A Healthy Dose of Doubt

“…and the only people I fear are those who never have doubts.” – Billy Joel, “Shades of Grey”

One of the most frustrating discoveries I’ve made about Millennium’s technical infrastructure is that tuning is never done. If I think I’ve gotten all of the performance out of Millennium that I can, I need to step back and re-evaluate my metrics…or just wait a little while for other issues to arise.

Another important realization, one that I learned a long time ago, is that my knowledge and experience is not the pinnacle of knowledge and experience. No matter how hard I try I can never know all there is to know on a given topic. There is always someone else who has dealt with a similar performance/stability/capacity issue and knows more about it than I do. When working with clients, I prefer a collaborative approach that comes with a little doubt that the problem solving will ever be done.  Performance is an iterative process that has to be monitored and adjusted through time, not just at a single point in time.

Millennium is a large, complex suite of applications with many inter-relationships and impacts that are not easily visible. Millennium requires DNS servers, networks, Citrix servers, Windows servers, Oracle, SQL Server (both for Citrix and some applications), MySQL, Oracle with raw logical volumes, Oracle with the Veritas File System, Oracle with ASM, AIX, HP-UX, VMS, thin clients, WebSphere application servers, WebSphereMQ, Apache web servers, load balancers, Java, Win32, ActiveX components.
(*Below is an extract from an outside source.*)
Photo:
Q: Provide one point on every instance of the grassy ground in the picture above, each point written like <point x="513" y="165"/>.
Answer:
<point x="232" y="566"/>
The list goes on and on. Plus, the Millennium environment is never static. There is always another project, another service package to install, another site to bring into production. Every change in the environment means changes in Millennium and affects how stable Millennium is and how well it performs.

All of these variables should help keep us humble. When I was in consulting and managing Millennium directly, I knew that if a client followed all of my recommendations, we could typically expect a 90- to 180-day period of stability. After that, change would happen. Ultimately, the earlier tuning would help us adapt more easily to these changes, but there would always be a pain period after a change in Millennium. The tuning was never done.
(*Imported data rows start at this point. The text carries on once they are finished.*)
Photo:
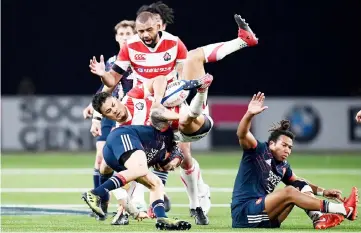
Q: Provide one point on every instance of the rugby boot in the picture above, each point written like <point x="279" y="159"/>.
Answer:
<point x="328" y="221"/>
<point x="93" y="201"/>
<point x="150" y="212"/>
<point x="104" y="207"/>
<point x="167" y="203"/>
<point x="351" y="204"/>
<point x="172" y="224"/>
<point x="120" y="218"/>
<point x="199" y="217"/>
<point x="244" y="32"/>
I work very hard to understand Millennium and share this knowledge with Millennium clients. In the process, I learn from each client I interact with. I’ve recently seen two extremes around this point: One organization benefited from this collaborative approach and from having a little doubt that they had done everything possible to tune Millennium, and another was certain they had done all the tuning they could.

The first client said that they just had the “normal” Millennium performance issues but asked me to evaluate the system and suggest ways to improve it. The Messaging Performance Audit revealed several straightforward, easy-to-resolve issues as well as others that required new Millennium front-end code. Here was a person willing to admit some doubt that his team was doing all it could to improve the hospital’s electronic medical record system. After implementing some of the recommendations, they saw quantifiable benefits.

On the flip side, a second client was experiencing significant performance issues in production after introducing key changes to their environment. The system basically came to a crawl every day from 9-11 a.m. and 1-3 p.m. Analysis revealed disk I/O issues. They had not implemented the baseline Cerner Millennium System Settings (CMSS). They had not tuned the operating system’s disk buffering memory regions. Response times from their internal SCSI drives were taking 20 milliseconds instead of three to eight. The Oracle database showed some large waits for disk writes to complete.

When I presented my findings and recommendations, the lead technical person dismissed them. There was no doubt in his mind that his team had done all they could to address the problems and that I was completely wrong. He was beyond adamant. His team continued to address the escalating problem simply by logging Millennium Service Requests until clinicians revolted. Now the client is paying Cerner and other outside consultants to come in and save the day. No doubt proper tuning would have cost a whole lot less and, more importantly, would not have impacted the clinicians’ ability to deliver patient care.

Prognosis: Being willing to doubt we have done everything possible to make Millennium as fast as it can be opens us to new ways of providing clinicians a more reliable, consistent EMR system.